Ann schien weder zufrieden noch sonderlich beeindruckt. »Das ist ja alles gut und schön, und gewiss werden wir uns eingehend mit diesem Buch beschäftigen und herausfinden müssen, ob von deinen Ausführungen irgendetwas zumindest ansatzweise einen Sinn ergibt. Aber dieses Buch ist nicht das eigentliche Problem. Du hättest bei unseren Soldaten bleiben sollen, denn du musst unsere Truppe in der letzten entscheidenden Schlacht anführen. Du musst sofort dorthin zurück, in diesem Punkt sind die Prophezeiungen absolut eindeutig.
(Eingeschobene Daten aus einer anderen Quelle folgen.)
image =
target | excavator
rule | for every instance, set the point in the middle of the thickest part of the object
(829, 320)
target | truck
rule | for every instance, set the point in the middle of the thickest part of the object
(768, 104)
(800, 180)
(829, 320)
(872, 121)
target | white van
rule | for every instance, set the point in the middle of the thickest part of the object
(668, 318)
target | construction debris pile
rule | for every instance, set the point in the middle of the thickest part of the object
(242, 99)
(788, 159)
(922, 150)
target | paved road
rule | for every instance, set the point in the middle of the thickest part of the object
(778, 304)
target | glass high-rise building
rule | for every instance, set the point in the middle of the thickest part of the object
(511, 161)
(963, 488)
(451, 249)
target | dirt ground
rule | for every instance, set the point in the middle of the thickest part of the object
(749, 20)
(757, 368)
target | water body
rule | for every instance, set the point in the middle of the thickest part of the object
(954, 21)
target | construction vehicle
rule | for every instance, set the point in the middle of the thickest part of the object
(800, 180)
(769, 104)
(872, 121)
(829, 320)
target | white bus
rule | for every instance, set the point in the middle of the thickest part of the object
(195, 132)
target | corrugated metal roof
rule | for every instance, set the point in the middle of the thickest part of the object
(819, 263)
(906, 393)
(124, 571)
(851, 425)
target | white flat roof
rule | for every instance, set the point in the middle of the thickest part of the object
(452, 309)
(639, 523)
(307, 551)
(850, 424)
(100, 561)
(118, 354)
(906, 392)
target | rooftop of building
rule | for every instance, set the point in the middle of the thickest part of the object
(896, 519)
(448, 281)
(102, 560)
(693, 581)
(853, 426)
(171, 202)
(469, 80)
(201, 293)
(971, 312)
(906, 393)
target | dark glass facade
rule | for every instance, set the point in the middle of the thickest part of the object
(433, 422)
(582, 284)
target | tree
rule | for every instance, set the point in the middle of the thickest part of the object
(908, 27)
Dort heißt es, solltest du dies unterlassen, wird die Welt unter einen Schatten fallen.«

Aber Richard achtete gar nicht auf Ann, sondern sah stattdessen seinem Großvater fest in die Augen. »Und jetzt rate mal, was das Gegenmittel zu einem solchen Feuerkettenereignis ist.«

Zedd, von Richards Art der Fragestellung verwirrt, zuckte mit den Achseln. »Woher soll ich das wissen?«

»Es gibt nur eines, und das wurde eigens zu diesem Zweck erschaffen.«

»Und das wäre?«

»Die Kästchen der Ordnung.«

Zedd klappte der Unterkiefer runter. »Richard, das ist einfach völlig ...«

Richard langte in seine Tasche, förderte sein Mitbringsel zutage und knallte es vor den Augen der drei auf den Tisch.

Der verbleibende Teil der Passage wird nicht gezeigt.